Il est reproché à l'arrêt infirmatif attaqué d'avoir condamné la société GOLF ET TENNIS DU HARAS [Adresse 2] à payer à Mme [X] [N] 30.692,36 € de majoration salariale au titre du travail le dimanche et les jours fériés entre le 1er janvier 2009 et le 11 février 2014, outre 3.069,24 € de congés payés afférents ; Aux motifs que : « Sur la compensation financière pour travail habituel le dimanche et les jours fériés Madame [X] [N] indique qu'elle a travaillé tous les dimanches et jours fériés.

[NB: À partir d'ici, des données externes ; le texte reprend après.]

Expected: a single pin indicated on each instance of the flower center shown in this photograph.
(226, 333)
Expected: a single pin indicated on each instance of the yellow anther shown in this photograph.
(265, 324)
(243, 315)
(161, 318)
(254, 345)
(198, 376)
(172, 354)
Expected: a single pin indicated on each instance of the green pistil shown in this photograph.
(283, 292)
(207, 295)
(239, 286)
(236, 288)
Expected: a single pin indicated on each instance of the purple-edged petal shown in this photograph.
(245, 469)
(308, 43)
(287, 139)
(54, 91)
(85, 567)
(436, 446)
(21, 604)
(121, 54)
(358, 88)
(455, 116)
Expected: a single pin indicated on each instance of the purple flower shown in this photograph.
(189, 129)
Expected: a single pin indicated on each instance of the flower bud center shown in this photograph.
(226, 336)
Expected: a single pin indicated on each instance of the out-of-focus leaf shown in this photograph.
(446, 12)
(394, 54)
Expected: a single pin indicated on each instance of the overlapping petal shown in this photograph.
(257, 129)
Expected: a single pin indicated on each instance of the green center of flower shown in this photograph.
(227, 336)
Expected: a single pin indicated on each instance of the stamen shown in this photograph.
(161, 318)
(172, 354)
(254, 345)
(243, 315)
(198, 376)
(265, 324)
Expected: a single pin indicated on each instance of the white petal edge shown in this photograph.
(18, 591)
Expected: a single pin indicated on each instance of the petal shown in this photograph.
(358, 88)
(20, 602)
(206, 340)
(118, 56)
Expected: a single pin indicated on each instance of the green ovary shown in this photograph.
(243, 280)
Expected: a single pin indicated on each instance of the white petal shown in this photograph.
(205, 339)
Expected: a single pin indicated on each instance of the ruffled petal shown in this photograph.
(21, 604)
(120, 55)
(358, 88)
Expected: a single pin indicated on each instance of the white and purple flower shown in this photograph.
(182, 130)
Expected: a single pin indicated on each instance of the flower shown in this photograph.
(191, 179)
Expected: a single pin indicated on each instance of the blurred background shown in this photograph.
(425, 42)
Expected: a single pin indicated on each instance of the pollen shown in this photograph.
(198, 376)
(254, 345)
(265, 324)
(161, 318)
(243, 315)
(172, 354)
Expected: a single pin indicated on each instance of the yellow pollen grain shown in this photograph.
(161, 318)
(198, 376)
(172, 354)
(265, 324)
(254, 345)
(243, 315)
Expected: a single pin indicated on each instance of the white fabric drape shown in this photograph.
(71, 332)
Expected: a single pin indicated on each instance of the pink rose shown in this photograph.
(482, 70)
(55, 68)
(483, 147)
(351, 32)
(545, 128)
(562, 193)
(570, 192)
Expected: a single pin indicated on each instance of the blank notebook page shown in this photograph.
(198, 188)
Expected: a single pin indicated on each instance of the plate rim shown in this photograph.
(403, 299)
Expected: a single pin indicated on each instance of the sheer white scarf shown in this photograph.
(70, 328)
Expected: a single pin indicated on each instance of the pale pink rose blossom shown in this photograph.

En application de l'article 5.6 de la convention collective nationale du golf qui prévoit que le travail dominical est possible à condition de « mentionner cette contrainte liée à l'organisation du temps de travail », elle demande le payement de la somme de 105 euros par jour établie à partir de sa base journalière de 83,79 euros, soit la somme de 105 euros multipliée par 57 jours, composés de 47 dimanches et 10 jours fériés.
Elle indique que cette clause ne figure pas dans son contrat de travail qui n'évoque pas la question du travail les dimanches, même après l'application de la convention collective nationale du golf en 2011.
Face aux arguments de la société, elle fait valoir notamment que l'employeur n'explique pas en quoi la convention collective des parcs de loisirs autorisait cette pratique sans mention au contrat de travail et sans rémunération particulière.
Elle présente sa demande, à titre principal, au titre de la compensation financière et, à titre subsidiaire, au titre de la majoration salariale.
La S.N.C.
GOLF ET TENNIS DU HARAS [Adresse 2] s'oppose à l'application de la convention collective nationale du golf en sa version antérieure à 2005.